皮膚がかゆいですとか、発疹が出るなどといったような、肌に対して何らかのトラブルなどがあったときには、通常私たちというのはまずは皮膚の病気というのを疑う事でしょう。しかし、そこには全身疾患の疑いもあるのです。実際に、内臓の疾患というのが原因になって肌のトラブルといったことを伴っているといった場合が多いのであります。肌にトラブルでの多くについては、発疹であります。そうしたことから、肌のトラブルといった場合は、まずはじめに、発疹があるのかどうかといったことに着目をするのです。
それから、発疹があるといった場合については、発熱があるのかどうかといったことを調べましょう。たとえば、発疹があって、そして発熱もある場合で疑われるものとしまして、お子さんの場合では、「水ぼうそう」「はしか」「風疹」「猩紅熱(しょうこうねつ)」であります。そして、大人の場合については、さほどまでに頻繁ではありませんけれども、「サルコイドーシス」ですとか「全身性エリマテトーデス」などといったよおうな、全身性での全身疾患を疑われることがあるのです。
お子さんの場合についても、大人の方での場合についても、これらというのは皮膚科ではなくて、小児科ですとか内科への領域で受診することとなるのです。発疹があって、しかも発熱をも伴っている場合は、お肌だけのトラブルなのではなくて、全身的な全身疾患であることも疑われることが多いのであります。そして、発疹があるけれども発熱はない、などといった場合は、「アトピー性アレルギー」ですとか、主婦の方に対して多くみられている「主婦湿疹」、そしてその他には「にきび」や「乾癬(かんせん)」などといったことがよく疑われているのであります。

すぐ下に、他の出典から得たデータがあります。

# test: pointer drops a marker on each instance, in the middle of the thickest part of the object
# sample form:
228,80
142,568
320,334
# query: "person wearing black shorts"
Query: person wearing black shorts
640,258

これらについてはいずれにしても、皮膚科を受診するべき症状なのであります。発疹があるが、発熱はないといったときでは、それは比較的肌そのものでのトラブルであるといったことが多いということもいえますけれども、中には全身性進行性硬化症の「強皮症」といったような内科領域での疾患もありますから、一概に皮膚科であると決め付けることは危険です。